Il est crucial de rappeler avant de lire cet article que :  

«  Le viol n’est jamais causé par la victime » mais « le viol est causé par le violeur ». 

Amnesty 

La notion de viol

La définition dans le code pénal belge 

Grâce à une loi du 18 mars 2022 à l’initiative du ministre fédéral de la justice Van Quickenborne ainsi qu’aux nombreux mouvements féministes, le code pénal a pu être reformé sur le chapitre des violences sexuelles.  

Dans cet esprit, la définition du viol se définit aujourd’hui de la manière suivante à l’article 417/11 :

« tout acte qui consiste en ou se compose d’une pénétration sexuelle de quelque nature et par quelque moyen que ce soit, commis sur une personne ou avec l’aide d’une personne qui n’y consent pas.

Cette infraction est punie de la réclusion de dix ans à quinze ans.« 

Dès lors, on entend par viol la pénétration sexuelle par un autre sexe mais aussi par des objets.

Plus précisément, on considère la pénétration comme sexuelle si elle a lieu dans un orifice sexuel. Ainsi, on entend pas orifice sexuel le sexe, l’anus et la bouche.

L’historique de la définition  

Il faut savoir que cette définition s’inspire du code pénal belge de 1867. Ce dernier s’inspirait lui-même du code pénal de Napoléon de 1810.

D’ailleurs, la notion de viol proche de la nôtre n’a pas toujours été la même. Elle a compté de multiples changements au cours des dernières années et au cours des pensées sociétales pour arriver à celle d’aujourd’hui. 

Avant 1867

Il fut un temps, avant le code pénal de 1867, où la définition de viol était quelque peu légère, voire inexistante.
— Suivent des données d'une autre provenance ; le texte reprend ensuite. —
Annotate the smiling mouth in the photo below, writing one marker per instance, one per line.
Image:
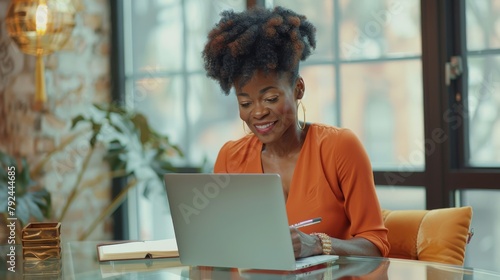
(263, 128)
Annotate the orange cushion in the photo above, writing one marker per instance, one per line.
(438, 235)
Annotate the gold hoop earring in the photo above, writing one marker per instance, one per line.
(301, 127)
(245, 130)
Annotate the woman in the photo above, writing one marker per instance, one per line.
(325, 171)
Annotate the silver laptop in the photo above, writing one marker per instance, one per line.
(233, 220)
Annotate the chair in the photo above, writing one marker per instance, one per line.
(438, 235)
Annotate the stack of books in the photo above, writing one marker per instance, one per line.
(41, 241)
(41, 244)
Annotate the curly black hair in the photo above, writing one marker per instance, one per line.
(257, 39)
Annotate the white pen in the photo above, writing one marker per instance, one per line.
(307, 223)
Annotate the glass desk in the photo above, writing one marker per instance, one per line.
(79, 261)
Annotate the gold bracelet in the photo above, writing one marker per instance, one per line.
(326, 242)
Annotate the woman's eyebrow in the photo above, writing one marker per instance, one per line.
(262, 91)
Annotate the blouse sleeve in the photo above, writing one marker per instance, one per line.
(220, 165)
(355, 176)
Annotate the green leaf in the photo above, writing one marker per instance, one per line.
(76, 120)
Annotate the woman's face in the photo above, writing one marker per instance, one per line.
(268, 105)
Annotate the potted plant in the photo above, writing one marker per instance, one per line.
(134, 150)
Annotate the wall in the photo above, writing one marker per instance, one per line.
(76, 77)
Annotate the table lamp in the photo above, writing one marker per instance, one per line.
(40, 27)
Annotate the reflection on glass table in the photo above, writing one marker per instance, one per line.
(79, 261)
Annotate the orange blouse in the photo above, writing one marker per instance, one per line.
(332, 179)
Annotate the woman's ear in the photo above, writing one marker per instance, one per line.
(299, 88)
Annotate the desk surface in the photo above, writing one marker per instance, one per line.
(79, 261)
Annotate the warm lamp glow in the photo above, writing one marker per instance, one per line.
(40, 27)
(41, 19)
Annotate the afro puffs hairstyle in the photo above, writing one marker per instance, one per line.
(272, 40)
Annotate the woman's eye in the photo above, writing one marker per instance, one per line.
(272, 99)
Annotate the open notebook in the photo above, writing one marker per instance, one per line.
(136, 250)
(233, 220)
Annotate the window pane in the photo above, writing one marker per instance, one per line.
(382, 103)
(378, 28)
(483, 24)
(213, 120)
(401, 198)
(157, 34)
(161, 99)
(484, 111)
(483, 252)
(321, 14)
(319, 98)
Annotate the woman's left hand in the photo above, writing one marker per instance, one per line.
(304, 245)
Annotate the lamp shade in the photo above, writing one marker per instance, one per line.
(40, 27)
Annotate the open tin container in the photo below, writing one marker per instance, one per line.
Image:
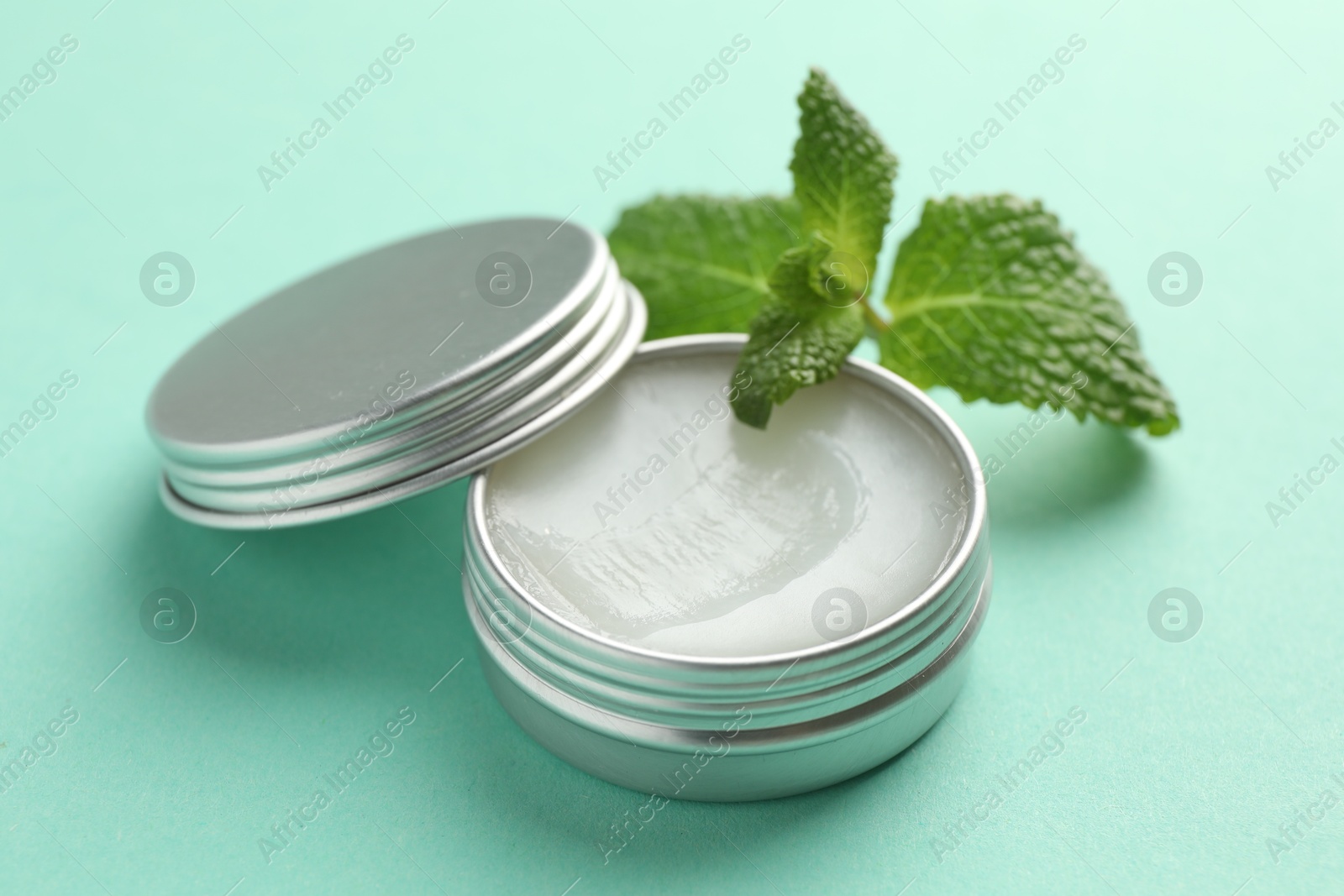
(423, 362)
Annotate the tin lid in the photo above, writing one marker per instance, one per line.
(391, 374)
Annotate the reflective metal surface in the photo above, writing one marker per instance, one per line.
(773, 725)
(391, 374)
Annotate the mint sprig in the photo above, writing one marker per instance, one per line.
(799, 338)
(703, 264)
(988, 295)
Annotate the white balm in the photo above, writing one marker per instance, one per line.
(656, 519)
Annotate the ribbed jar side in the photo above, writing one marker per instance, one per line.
(696, 692)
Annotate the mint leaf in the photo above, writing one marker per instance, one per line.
(991, 298)
(703, 262)
(806, 327)
(842, 172)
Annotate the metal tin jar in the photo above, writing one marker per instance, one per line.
(734, 728)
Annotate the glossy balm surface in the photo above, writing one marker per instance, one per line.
(656, 519)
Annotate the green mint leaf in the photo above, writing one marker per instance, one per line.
(806, 327)
(991, 298)
(703, 262)
(842, 172)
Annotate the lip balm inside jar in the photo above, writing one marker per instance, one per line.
(689, 606)
(663, 597)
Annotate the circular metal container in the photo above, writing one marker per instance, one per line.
(734, 728)
(391, 374)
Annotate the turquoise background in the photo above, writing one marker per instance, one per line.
(1191, 755)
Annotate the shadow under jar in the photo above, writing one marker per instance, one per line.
(691, 607)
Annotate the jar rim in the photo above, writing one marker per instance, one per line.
(917, 401)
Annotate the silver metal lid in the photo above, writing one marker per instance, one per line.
(391, 374)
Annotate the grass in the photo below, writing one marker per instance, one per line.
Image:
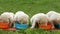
(30, 7)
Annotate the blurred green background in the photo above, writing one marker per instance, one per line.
(30, 7)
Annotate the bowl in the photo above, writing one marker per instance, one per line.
(21, 26)
(4, 25)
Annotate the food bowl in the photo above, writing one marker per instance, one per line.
(57, 26)
(21, 26)
(4, 25)
(48, 27)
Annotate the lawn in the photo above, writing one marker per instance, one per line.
(30, 7)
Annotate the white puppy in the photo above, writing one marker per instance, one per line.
(7, 17)
(21, 17)
(39, 18)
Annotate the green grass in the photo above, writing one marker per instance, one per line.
(30, 7)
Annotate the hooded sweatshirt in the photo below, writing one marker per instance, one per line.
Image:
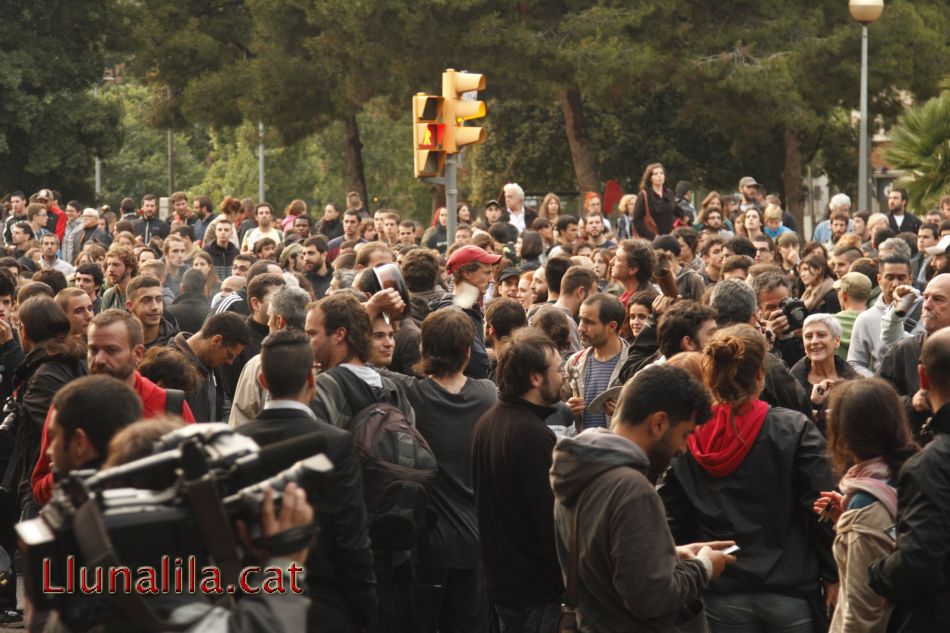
(628, 577)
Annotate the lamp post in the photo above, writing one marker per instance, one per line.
(865, 12)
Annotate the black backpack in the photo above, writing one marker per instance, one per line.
(398, 466)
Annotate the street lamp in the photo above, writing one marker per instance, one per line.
(865, 12)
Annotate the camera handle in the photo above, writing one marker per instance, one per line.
(215, 527)
(96, 547)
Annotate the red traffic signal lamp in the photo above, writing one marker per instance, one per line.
(428, 135)
(460, 108)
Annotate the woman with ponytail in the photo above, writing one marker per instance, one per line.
(752, 474)
(868, 441)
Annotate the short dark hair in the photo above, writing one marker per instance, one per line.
(663, 388)
(132, 325)
(565, 221)
(609, 309)
(230, 326)
(554, 271)
(343, 310)
(80, 401)
(93, 270)
(577, 277)
(420, 269)
(447, 336)
(261, 284)
(640, 255)
(740, 245)
(137, 283)
(526, 354)
(170, 368)
(286, 361)
(505, 315)
(683, 318)
(737, 262)
(317, 240)
(53, 278)
(734, 302)
(7, 284)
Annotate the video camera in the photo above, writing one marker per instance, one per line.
(179, 503)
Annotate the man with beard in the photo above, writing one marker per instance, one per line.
(899, 365)
(120, 268)
(314, 257)
(597, 368)
(511, 458)
(116, 347)
(150, 225)
(610, 523)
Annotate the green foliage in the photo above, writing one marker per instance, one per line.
(50, 126)
(920, 144)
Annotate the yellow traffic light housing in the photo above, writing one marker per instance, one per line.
(458, 109)
(428, 133)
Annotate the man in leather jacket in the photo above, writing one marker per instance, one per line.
(916, 575)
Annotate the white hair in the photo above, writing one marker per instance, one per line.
(834, 327)
(515, 188)
(839, 201)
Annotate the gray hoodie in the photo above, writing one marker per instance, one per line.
(629, 578)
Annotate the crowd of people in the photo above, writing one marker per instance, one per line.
(665, 417)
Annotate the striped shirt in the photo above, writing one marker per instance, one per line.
(596, 382)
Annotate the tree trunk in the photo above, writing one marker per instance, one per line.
(355, 178)
(578, 137)
(793, 177)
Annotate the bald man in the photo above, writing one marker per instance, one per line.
(899, 365)
(915, 577)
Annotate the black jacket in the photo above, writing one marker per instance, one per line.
(35, 382)
(911, 223)
(190, 310)
(511, 458)
(765, 505)
(478, 365)
(222, 258)
(899, 367)
(340, 566)
(916, 575)
(147, 229)
(663, 210)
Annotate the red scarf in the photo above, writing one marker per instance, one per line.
(719, 449)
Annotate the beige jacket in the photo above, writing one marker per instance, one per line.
(861, 539)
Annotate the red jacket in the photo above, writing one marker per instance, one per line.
(153, 405)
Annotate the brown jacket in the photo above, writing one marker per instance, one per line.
(860, 540)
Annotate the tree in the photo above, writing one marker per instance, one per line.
(51, 127)
(920, 145)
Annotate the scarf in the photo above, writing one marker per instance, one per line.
(813, 296)
(870, 476)
(718, 448)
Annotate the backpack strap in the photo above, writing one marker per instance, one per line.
(175, 402)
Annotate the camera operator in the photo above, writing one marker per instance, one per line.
(772, 290)
(340, 568)
(77, 437)
(116, 346)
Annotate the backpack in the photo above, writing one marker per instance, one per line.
(398, 466)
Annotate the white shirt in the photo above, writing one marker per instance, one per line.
(516, 219)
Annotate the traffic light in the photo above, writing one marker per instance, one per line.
(428, 134)
(459, 108)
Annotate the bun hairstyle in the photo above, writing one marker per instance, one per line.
(731, 363)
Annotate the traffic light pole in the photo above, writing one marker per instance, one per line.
(450, 182)
(451, 196)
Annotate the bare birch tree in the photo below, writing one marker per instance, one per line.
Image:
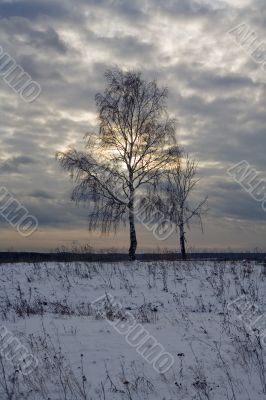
(174, 198)
(134, 145)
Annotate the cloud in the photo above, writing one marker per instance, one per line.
(216, 92)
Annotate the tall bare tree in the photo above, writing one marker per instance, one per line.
(132, 149)
(173, 199)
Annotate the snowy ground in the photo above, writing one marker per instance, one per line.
(218, 351)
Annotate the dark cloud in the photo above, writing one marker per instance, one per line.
(216, 92)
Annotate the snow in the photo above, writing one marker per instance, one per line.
(183, 305)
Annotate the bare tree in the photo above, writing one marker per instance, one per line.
(134, 145)
(174, 197)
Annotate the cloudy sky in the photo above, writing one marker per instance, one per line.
(216, 91)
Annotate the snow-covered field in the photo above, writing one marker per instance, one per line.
(218, 351)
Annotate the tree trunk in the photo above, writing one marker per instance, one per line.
(133, 237)
(182, 242)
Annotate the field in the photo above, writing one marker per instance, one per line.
(73, 331)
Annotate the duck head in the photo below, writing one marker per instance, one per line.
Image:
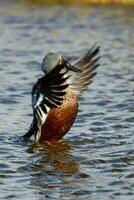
(53, 60)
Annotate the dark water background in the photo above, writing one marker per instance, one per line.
(96, 158)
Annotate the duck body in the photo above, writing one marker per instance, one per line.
(61, 119)
(55, 95)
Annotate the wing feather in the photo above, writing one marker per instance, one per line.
(87, 64)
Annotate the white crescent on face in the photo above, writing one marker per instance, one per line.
(50, 61)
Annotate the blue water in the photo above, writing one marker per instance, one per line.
(95, 160)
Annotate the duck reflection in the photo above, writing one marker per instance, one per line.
(52, 157)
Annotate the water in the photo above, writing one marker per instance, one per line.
(96, 158)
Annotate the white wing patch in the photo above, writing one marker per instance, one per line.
(40, 114)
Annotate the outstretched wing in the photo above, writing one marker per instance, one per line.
(47, 93)
(87, 64)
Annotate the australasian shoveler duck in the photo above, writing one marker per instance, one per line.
(55, 95)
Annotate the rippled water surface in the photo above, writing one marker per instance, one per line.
(96, 158)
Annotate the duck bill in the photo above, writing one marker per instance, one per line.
(72, 67)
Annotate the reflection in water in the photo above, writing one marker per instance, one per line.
(53, 165)
(98, 163)
(57, 155)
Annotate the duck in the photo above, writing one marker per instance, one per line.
(55, 95)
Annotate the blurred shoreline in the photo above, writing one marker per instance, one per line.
(81, 2)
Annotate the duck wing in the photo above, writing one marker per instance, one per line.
(47, 93)
(87, 64)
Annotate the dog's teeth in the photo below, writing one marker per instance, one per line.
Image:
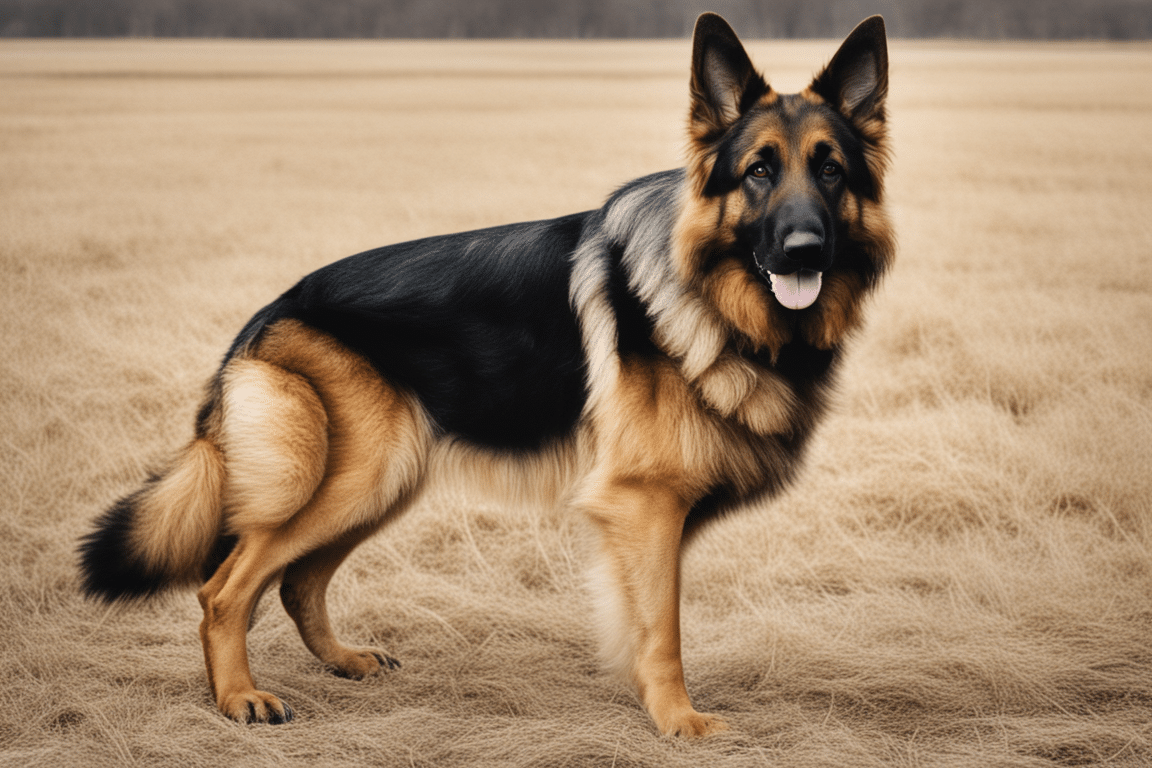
(798, 289)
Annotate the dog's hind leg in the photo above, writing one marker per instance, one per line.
(363, 462)
(303, 593)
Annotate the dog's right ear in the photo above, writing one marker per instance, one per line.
(724, 81)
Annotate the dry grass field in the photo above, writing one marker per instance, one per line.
(962, 577)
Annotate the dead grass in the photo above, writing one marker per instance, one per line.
(962, 578)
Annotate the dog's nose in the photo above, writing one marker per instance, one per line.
(803, 246)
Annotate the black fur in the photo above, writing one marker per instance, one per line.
(108, 569)
(477, 324)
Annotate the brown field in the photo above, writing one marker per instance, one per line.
(962, 577)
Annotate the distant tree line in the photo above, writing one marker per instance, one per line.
(577, 18)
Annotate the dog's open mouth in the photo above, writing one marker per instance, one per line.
(797, 290)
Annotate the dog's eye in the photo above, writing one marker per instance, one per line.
(759, 170)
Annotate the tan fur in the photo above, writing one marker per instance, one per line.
(274, 432)
(378, 440)
(179, 516)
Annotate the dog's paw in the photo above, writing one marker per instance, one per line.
(256, 707)
(356, 663)
(692, 724)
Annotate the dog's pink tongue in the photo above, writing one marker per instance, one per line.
(798, 289)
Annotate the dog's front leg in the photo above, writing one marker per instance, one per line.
(638, 580)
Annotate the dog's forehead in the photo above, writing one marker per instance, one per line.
(791, 124)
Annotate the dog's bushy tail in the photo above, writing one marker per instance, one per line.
(161, 535)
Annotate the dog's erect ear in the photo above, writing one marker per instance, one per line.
(856, 80)
(724, 81)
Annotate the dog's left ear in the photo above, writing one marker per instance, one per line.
(724, 81)
(856, 80)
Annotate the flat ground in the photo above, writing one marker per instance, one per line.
(961, 578)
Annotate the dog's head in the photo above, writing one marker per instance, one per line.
(785, 227)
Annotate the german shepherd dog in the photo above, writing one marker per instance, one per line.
(653, 363)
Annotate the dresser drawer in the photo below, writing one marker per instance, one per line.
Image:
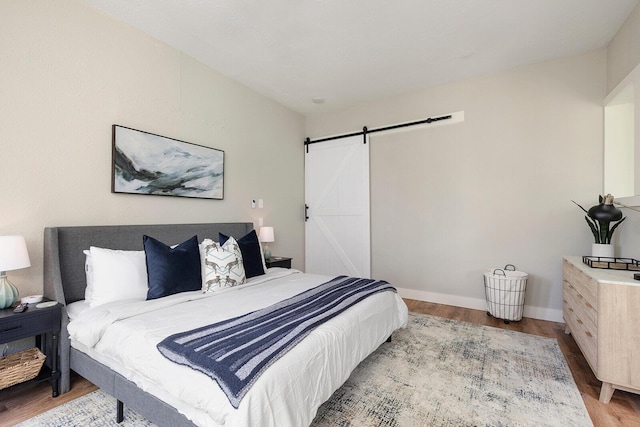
(583, 309)
(585, 285)
(586, 340)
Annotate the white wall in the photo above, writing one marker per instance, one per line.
(69, 72)
(450, 201)
(623, 52)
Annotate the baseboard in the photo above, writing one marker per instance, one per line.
(477, 304)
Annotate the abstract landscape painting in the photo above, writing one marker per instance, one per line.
(145, 163)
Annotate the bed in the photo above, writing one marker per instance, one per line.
(124, 360)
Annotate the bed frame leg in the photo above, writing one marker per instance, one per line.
(119, 412)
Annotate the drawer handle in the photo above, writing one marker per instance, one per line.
(10, 329)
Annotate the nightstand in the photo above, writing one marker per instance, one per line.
(278, 261)
(42, 323)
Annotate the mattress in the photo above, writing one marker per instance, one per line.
(123, 336)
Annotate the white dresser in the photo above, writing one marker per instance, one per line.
(602, 310)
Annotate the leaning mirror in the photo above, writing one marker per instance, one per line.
(622, 142)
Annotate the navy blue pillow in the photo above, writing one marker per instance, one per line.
(172, 270)
(251, 254)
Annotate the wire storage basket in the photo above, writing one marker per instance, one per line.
(504, 290)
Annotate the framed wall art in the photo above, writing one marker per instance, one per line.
(145, 163)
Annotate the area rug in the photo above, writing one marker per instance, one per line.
(435, 372)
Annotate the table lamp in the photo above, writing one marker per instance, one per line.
(266, 236)
(13, 256)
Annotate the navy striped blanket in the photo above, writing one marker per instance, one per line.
(237, 351)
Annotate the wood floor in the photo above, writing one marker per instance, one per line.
(623, 410)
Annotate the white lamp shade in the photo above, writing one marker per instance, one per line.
(13, 253)
(266, 235)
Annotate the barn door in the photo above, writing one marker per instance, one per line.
(337, 230)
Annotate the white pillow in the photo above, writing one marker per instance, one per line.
(223, 266)
(117, 275)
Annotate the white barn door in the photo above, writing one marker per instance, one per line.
(337, 230)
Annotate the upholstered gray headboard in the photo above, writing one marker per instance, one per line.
(64, 275)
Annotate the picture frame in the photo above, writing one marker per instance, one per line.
(150, 164)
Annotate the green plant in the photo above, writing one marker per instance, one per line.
(600, 217)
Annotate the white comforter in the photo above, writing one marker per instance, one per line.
(124, 336)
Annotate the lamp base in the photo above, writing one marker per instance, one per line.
(8, 292)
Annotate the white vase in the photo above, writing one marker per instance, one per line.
(602, 250)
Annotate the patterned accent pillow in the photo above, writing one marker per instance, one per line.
(223, 266)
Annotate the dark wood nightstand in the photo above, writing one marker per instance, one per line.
(278, 261)
(42, 323)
Le législateur pensait à la protection de la paix familiale. Celle-ci passait avant la protection de l’intégrité sexuelle. On voulait éviter les atteintes à la morale, à l’honneur ou à la décence.  

Entre 1867 et 2022

Depuis, entre le code de 1867 et le code de 2022, la définition n’a guère changé. Hormis deux notions extrêmement importantes : l’inceste et le consentement. 

C’est en effet seulement en 1982 (loi du 2 juillet 1982) et en 2022 (loi du 21 mars 2022) que la définition juridique du mot « viol » a été mise à jour. Cette définition inclut désormais ces deux notions précitées.

Cet ajustement a eu lieu afin de spécifier le « viol » pour que la Justice puisse mieux en tenir compte. De plus, la nouvelle définition correspond mieux aux mœurs d’aujourd’hui.  

Dans l’ancien droit belge

Concrètement, jusqu’au 1er juin 2022, le viol se définissait en Belgique  à l’article 375 du Code Pénal.

« tout acte de pénétration sexuelle, de quelque nature qu’il soit et par quelque moyen que ce soit, commis sur une personne qui n’y consent pas »

Cet article précisait encore, en son alinéa 2, que la personne n’était pas consentante notamment lorsque l’acte avait été imposé par la violence, la contrainte ou la ruse, ou encore, lorsque l’acte avait été rendu possible suite à une infirmité ou à une déficience physique ou mentale de la victime.

Sanction pénale du viol

Le viol constitue un crime. Le Code pénal belge prévoit une peine de réclusion de 10 à 15 ans de prison.

Il faut noter que le Code pénal prévoit également des circonstances aggravantes au viol. Ces circonstances augmentent alors la peine encourue.

Les stéréotypes autour des viols 

Les viols prototypiques et les non prototypiques 

Tout le monde a connaissance du crime du viol. Pourtant, il reste tabou dans notre société actuelle. 

Précisément, il constitue une atteinte grave à la personne et aux mœurs qui est difficile à concevoir pour l’être humain. 

On peut distinguer le viol selon plusieurs critères. Cela permet alors de définir des catégories. Même si, je le rappelle, un viol reste un crime et est puni par la loi.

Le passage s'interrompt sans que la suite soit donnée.